The rise and fall of cities, cultures and civilizations are often surrounded by mystery. History is like a giant puzzle, with gaps we don’t completely understand.

For example, scientists can often “read” tree rings and deduce the environmental circumstances surrounding the fall of some civilizations.

A group of researchers, led by Brendan Buckley from the Lamont-Doherty Earth Observatory of Columbia University, read tree rings to put together a highly detailed report of dry and wet seasons in Southeast Asia. Their research was funded by the National Science Foundation’s Paleoclimate Program.

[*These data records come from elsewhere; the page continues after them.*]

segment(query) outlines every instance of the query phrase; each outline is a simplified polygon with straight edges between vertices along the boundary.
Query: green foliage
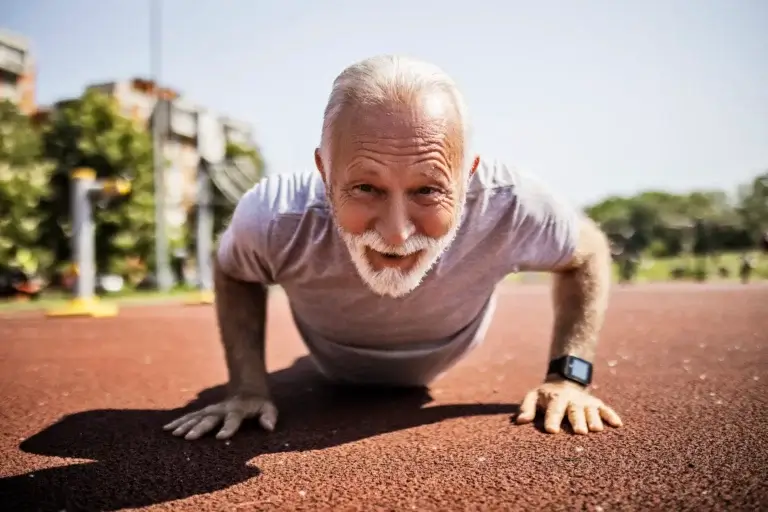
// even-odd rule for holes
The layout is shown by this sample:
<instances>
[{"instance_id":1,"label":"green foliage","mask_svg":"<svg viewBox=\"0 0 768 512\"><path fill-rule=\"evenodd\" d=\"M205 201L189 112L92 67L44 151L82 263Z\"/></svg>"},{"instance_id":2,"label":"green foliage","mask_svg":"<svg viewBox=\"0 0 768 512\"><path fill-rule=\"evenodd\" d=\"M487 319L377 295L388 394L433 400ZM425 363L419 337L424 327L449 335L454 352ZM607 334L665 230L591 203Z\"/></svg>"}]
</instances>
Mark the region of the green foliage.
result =
<instances>
[{"instance_id":1,"label":"green foliage","mask_svg":"<svg viewBox=\"0 0 768 512\"><path fill-rule=\"evenodd\" d=\"M619 258L747 251L755 247L760 226L768 226L766 185L768 176L758 177L735 200L723 191L646 191L609 197L585 211L606 231Z\"/></svg>"},{"instance_id":2,"label":"green foliage","mask_svg":"<svg viewBox=\"0 0 768 512\"><path fill-rule=\"evenodd\" d=\"M27 116L0 102L0 264L34 273L49 265L40 244L41 201L49 195L53 165L41 159L41 141Z\"/></svg>"},{"instance_id":3,"label":"green foliage","mask_svg":"<svg viewBox=\"0 0 768 512\"><path fill-rule=\"evenodd\" d=\"M57 260L71 258L70 179L72 169L88 167L97 179L126 177L129 196L94 208L96 265L120 272L128 257L151 262L154 247L154 181L150 134L121 115L117 102L91 90L57 109L44 135L46 155L57 162L50 216L43 236Z\"/></svg>"},{"instance_id":4,"label":"green foliage","mask_svg":"<svg viewBox=\"0 0 768 512\"><path fill-rule=\"evenodd\" d=\"M768 230L768 172L741 187L737 213L753 240L759 242Z\"/></svg>"}]
</instances>

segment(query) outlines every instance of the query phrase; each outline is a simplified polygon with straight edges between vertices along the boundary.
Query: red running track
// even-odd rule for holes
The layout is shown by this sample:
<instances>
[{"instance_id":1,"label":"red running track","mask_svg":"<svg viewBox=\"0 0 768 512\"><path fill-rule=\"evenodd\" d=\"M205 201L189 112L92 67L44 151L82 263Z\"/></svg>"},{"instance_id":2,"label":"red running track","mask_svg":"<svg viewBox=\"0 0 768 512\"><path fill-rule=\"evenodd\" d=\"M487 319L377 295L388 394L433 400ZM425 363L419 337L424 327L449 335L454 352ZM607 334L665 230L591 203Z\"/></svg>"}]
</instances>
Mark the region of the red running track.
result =
<instances>
[{"instance_id":1,"label":"red running track","mask_svg":"<svg viewBox=\"0 0 768 512\"><path fill-rule=\"evenodd\" d=\"M510 421L551 319L545 288L507 286L486 343L429 393L342 391L276 293L277 431L188 442L161 427L221 396L210 307L0 317L0 508L765 510L768 287L617 287L595 393L625 427L588 436Z\"/></svg>"}]
</instances>

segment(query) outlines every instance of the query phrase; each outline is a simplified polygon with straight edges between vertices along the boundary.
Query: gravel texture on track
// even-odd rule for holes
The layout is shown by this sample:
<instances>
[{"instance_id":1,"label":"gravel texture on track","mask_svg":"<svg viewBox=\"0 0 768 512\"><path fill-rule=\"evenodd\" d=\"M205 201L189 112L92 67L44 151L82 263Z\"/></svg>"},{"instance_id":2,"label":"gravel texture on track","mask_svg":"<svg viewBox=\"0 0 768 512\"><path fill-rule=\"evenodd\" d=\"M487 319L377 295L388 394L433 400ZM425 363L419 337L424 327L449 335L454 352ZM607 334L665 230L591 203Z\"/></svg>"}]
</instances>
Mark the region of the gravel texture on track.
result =
<instances>
[{"instance_id":1,"label":"gravel texture on track","mask_svg":"<svg viewBox=\"0 0 768 512\"><path fill-rule=\"evenodd\" d=\"M615 287L594 393L625 426L586 436L513 423L546 368L546 288L505 285L486 342L424 391L325 384L270 300L277 430L227 442L162 430L223 396L211 307L0 317L0 508L768 507L766 286Z\"/></svg>"}]
</instances>

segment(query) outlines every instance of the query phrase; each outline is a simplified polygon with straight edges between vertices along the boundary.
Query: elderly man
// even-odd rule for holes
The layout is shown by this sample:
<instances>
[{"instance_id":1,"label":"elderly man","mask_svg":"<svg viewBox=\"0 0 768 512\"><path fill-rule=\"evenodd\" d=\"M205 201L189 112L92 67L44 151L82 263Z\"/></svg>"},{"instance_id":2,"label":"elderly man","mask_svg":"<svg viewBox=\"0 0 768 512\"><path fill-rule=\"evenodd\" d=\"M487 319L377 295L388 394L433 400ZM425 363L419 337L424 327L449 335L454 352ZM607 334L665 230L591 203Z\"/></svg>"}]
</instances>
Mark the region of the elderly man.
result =
<instances>
[{"instance_id":1,"label":"elderly man","mask_svg":"<svg viewBox=\"0 0 768 512\"><path fill-rule=\"evenodd\" d=\"M164 428L230 438L244 419L277 422L265 367L267 287L288 295L318 370L345 383L428 386L483 341L495 288L518 270L554 275L551 363L519 424L618 427L588 392L607 305L606 238L531 176L468 152L451 79L380 56L335 80L317 171L276 174L248 191L215 259L216 313L230 395ZM545 371L546 370L546 371Z\"/></svg>"}]
</instances>

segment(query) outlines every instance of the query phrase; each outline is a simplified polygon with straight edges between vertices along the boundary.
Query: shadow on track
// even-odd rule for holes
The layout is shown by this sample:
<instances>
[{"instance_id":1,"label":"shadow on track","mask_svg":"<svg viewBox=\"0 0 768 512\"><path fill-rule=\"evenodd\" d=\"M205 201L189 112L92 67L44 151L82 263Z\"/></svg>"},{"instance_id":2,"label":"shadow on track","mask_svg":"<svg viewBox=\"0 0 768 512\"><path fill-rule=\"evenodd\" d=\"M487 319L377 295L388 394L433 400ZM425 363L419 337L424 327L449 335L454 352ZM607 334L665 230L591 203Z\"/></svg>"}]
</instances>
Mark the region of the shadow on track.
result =
<instances>
[{"instance_id":1,"label":"shadow on track","mask_svg":"<svg viewBox=\"0 0 768 512\"><path fill-rule=\"evenodd\" d=\"M344 388L325 382L307 357L270 375L280 410L275 432L246 422L226 443L209 434L190 442L162 425L224 397L203 390L183 409L93 410L65 416L20 449L90 459L0 479L7 510L118 510L226 489L258 476L247 463L264 453L318 450L462 416L517 413L514 404L426 407L427 389ZM215 433L216 431L214 431Z\"/></svg>"}]
</instances>

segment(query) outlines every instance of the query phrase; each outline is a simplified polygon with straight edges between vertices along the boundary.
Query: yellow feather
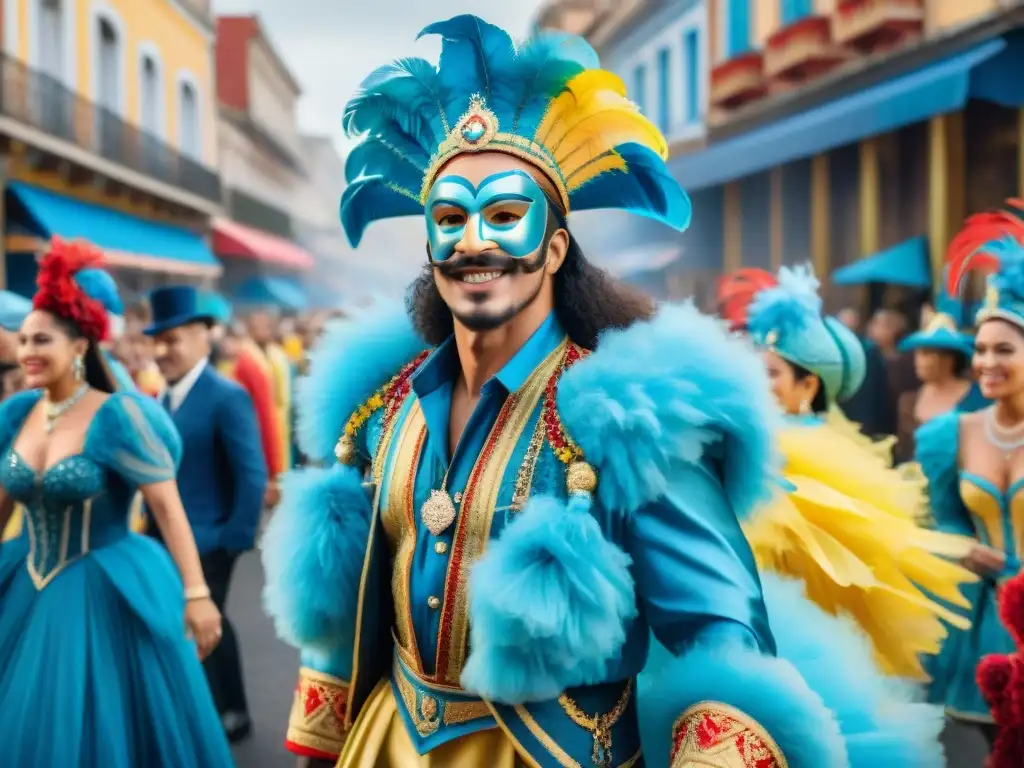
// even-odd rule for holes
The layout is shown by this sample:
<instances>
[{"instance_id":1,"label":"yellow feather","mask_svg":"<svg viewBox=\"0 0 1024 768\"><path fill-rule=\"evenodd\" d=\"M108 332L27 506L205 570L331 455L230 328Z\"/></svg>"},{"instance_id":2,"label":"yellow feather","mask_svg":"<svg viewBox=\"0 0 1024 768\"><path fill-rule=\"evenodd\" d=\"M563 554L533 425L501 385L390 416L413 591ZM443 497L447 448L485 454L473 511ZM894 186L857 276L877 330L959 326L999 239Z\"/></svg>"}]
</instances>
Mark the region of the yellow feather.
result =
<instances>
[{"instance_id":1,"label":"yellow feather","mask_svg":"<svg viewBox=\"0 0 1024 768\"><path fill-rule=\"evenodd\" d=\"M603 69L580 72L566 84L565 90L552 100L534 134L534 141L538 144L547 144L548 136L555 126L565 117L575 113L580 102L596 91L625 96L626 84L618 75L605 72Z\"/></svg>"},{"instance_id":2,"label":"yellow feather","mask_svg":"<svg viewBox=\"0 0 1024 768\"><path fill-rule=\"evenodd\" d=\"M554 153L565 177L574 176L592 160L621 144L641 144L657 152L659 147L650 144L649 129L653 126L646 120L638 122L638 117L636 113L605 112L593 120L581 123L566 137L558 152Z\"/></svg>"},{"instance_id":3,"label":"yellow feather","mask_svg":"<svg viewBox=\"0 0 1024 768\"><path fill-rule=\"evenodd\" d=\"M626 161L613 149L605 152L603 155L593 157L575 169L571 175L565 177L565 183L569 191L572 192L582 187L588 181L596 179L602 173L626 170Z\"/></svg>"},{"instance_id":4,"label":"yellow feather","mask_svg":"<svg viewBox=\"0 0 1024 768\"><path fill-rule=\"evenodd\" d=\"M563 158L570 158L581 144L593 136L606 137L607 149L621 143L635 142L647 147L661 158L668 156L668 144L661 131L641 115L631 102L621 96L610 93L592 94L580 106L579 111L567 116L558 128L552 131L545 144L560 165ZM588 159L590 158L578 160L577 165Z\"/></svg>"}]
</instances>

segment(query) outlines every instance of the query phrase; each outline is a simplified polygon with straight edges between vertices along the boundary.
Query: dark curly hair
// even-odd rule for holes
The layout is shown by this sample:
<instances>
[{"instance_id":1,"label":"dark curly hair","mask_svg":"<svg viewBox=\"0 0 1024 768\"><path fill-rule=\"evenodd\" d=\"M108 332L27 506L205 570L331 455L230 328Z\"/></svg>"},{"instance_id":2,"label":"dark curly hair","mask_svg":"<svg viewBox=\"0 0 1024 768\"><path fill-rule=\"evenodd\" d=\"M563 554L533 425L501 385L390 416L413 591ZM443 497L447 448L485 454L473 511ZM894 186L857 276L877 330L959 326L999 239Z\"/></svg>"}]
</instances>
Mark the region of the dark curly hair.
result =
<instances>
[{"instance_id":1,"label":"dark curly hair","mask_svg":"<svg viewBox=\"0 0 1024 768\"><path fill-rule=\"evenodd\" d=\"M555 273L554 290L558 321L569 338L584 349L594 349L603 331L628 328L655 311L650 296L587 261L571 233L565 261ZM455 327L452 313L437 290L430 264L424 265L409 287L405 305L428 344L436 346L451 336Z\"/></svg>"}]
</instances>

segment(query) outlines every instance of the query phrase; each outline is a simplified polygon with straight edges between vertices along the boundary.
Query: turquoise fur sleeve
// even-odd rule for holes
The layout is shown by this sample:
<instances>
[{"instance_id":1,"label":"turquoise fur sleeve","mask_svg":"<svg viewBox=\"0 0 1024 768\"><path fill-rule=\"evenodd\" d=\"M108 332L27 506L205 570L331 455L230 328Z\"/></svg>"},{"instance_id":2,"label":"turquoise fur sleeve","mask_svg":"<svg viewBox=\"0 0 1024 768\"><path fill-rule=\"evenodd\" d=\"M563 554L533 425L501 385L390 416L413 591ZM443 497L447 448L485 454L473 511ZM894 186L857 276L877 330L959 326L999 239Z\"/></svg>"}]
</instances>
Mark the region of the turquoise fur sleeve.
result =
<instances>
[{"instance_id":1,"label":"turquoise fur sleeve","mask_svg":"<svg viewBox=\"0 0 1024 768\"><path fill-rule=\"evenodd\" d=\"M297 437L303 453L318 463L333 463L334 446L349 416L426 346L400 305L382 304L332 324L310 355L309 375L297 386ZM360 437L365 451L365 435Z\"/></svg>"},{"instance_id":2,"label":"turquoise fur sleeve","mask_svg":"<svg viewBox=\"0 0 1024 768\"><path fill-rule=\"evenodd\" d=\"M562 377L558 412L597 469L602 503L626 514L662 498L672 474L716 443L741 519L767 498L777 468L780 416L764 365L692 304L606 332Z\"/></svg>"},{"instance_id":3,"label":"turquoise fur sleeve","mask_svg":"<svg viewBox=\"0 0 1024 768\"><path fill-rule=\"evenodd\" d=\"M956 411L925 423L914 437L915 459L928 480L928 501L936 527L974 536L974 526L960 499L960 415Z\"/></svg>"},{"instance_id":4,"label":"turquoise fur sleeve","mask_svg":"<svg viewBox=\"0 0 1024 768\"><path fill-rule=\"evenodd\" d=\"M699 644L679 657L652 650L637 687L650 765L668 764L665 734L700 702L725 704L755 720L789 768L943 764L941 709L919 703L910 685L883 675L851 622L810 603L799 582L766 575L764 593L778 658L737 644Z\"/></svg>"},{"instance_id":5,"label":"turquoise fur sleeve","mask_svg":"<svg viewBox=\"0 0 1024 768\"><path fill-rule=\"evenodd\" d=\"M118 392L97 411L86 449L134 486L173 480L181 435L161 405L138 392Z\"/></svg>"}]
</instances>

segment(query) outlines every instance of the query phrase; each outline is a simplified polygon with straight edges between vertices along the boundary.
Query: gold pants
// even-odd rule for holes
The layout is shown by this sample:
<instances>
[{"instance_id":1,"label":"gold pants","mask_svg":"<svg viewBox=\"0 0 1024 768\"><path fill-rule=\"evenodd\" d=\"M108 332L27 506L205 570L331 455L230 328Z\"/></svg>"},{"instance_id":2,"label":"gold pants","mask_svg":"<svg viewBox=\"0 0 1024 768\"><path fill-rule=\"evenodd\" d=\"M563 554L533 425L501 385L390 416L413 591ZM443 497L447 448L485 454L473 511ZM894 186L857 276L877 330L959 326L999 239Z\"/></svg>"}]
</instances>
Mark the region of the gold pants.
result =
<instances>
[{"instance_id":1,"label":"gold pants","mask_svg":"<svg viewBox=\"0 0 1024 768\"><path fill-rule=\"evenodd\" d=\"M16 538L21 533L21 516L24 514L21 511L21 506L16 505L14 507L14 513L11 515L11 519L7 521L7 528L0 531L0 541L10 541Z\"/></svg>"},{"instance_id":2,"label":"gold pants","mask_svg":"<svg viewBox=\"0 0 1024 768\"><path fill-rule=\"evenodd\" d=\"M337 768L527 768L527 763L497 727L471 733L420 755L398 713L391 684L384 680L363 705Z\"/></svg>"}]
</instances>

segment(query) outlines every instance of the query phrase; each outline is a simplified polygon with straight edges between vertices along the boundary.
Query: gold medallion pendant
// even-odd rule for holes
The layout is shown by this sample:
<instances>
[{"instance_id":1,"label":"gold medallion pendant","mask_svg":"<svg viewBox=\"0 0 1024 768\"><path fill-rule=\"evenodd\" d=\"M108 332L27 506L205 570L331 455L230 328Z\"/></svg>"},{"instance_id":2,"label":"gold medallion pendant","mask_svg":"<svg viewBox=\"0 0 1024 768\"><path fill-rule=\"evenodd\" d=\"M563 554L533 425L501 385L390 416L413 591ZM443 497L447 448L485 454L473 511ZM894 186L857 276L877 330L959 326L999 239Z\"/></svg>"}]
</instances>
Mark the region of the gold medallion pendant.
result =
<instances>
[{"instance_id":1,"label":"gold medallion pendant","mask_svg":"<svg viewBox=\"0 0 1024 768\"><path fill-rule=\"evenodd\" d=\"M420 519L434 536L440 536L455 522L455 502L447 491L431 491L420 507Z\"/></svg>"}]
</instances>

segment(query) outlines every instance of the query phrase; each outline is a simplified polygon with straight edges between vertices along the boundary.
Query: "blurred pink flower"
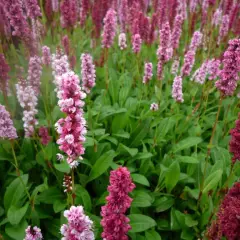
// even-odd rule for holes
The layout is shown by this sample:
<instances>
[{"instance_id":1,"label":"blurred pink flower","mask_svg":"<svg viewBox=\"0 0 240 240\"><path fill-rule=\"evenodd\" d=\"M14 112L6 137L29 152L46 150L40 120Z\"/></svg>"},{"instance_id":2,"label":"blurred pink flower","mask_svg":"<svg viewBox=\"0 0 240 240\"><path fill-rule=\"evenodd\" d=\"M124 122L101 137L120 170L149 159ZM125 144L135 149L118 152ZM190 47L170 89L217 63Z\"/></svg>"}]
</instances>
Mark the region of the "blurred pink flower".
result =
<instances>
[{"instance_id":1,"label":"blurred pink flower","mask_svg":"<svg viewBox=\"0 0 240 240\"><path fill-rule=\"evenodd\" d=\"M176 76L172 86L172 97L176 102L183 102L182 77Z\"/></svg>"},{"instance_id":2,"label":"blurred pink flower","mask_svg":"<svg viewBox=\"0 0 240 240\"><path fill-rule=\"evenodd\" d=\"M65 240L94 240L92 231L93 222L85 215L82 206L71 206L69 210L64 211L64 217L67 218L68 223L61 227L62 239Z\"/></svg>"},{"instance_id":3,"label":"blurred pink flower","mask_svg":"<svg viewBox=\"0 0 240 240\"><path fill-rule=\"evenodd\" d=\"M0 138L16 139L17 132L9 112L0 104Z\"/></svg>"},{"instance_id":4,"label":"blurred pink flower","mask_svg":"<svg viewBox=\"0 0 240 240\"><path fill-rule=\"evenodd\" d=\"M102 33L102 47L110 48L113 45L114 37L117 30L117 15L112 8L107 11L103 22L104 27Z\"/></svg>"},{"instance_id":5,"label":"blurred pink flower","mask_svg":"<svg viewBox=\"0 0 240 240\"><path fill-rule=\"evenodd\" d=\"M132 202L128 193L132 192L134 188L135 185L132 183L130 172L126 167L119 167L111 171L109 195L106 197L107 204L102 207L101 211L103 239L128 239L126 234L131 226L125 214Z\"/></svg>"}]
</instances>

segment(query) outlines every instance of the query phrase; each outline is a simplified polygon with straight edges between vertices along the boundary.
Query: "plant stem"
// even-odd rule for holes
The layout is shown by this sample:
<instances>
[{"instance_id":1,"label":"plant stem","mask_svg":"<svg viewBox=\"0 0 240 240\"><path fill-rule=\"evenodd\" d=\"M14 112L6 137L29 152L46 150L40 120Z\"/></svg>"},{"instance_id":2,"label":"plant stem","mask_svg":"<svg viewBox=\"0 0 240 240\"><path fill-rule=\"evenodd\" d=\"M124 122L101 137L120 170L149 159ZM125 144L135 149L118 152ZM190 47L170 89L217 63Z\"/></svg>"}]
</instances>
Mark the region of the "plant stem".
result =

Angkor was the capitol city of a large and powerful empire located in Southeast Asia between the ninth and 13th centuries. It was a city that relied heavily on water. During the mid-to late 1300’s, Angkor experienced extremely dry conditions for several decades, followed by intense rain for several years. Scientists believe that this may have caused damage to the city. A short but harsher drought in the 14th century has been cited as a possible factor contributing to the city’s final decline.    

Buckley and his fellow researchers came to this conclusion by studying data from tree rings. Cypress tree (Fokienia hodinsii) rings can reveal information from time periods hundreds or even thousands of years ago.   

Unfortunately, these trees are becoming increasingly rare because of an illicit timber trade. Trees are being chopped down at a very fast rate, which makes learning about Asia’s past civilizations more difficult. Without these trees, researchers may be unable to fill some of the holes in world history.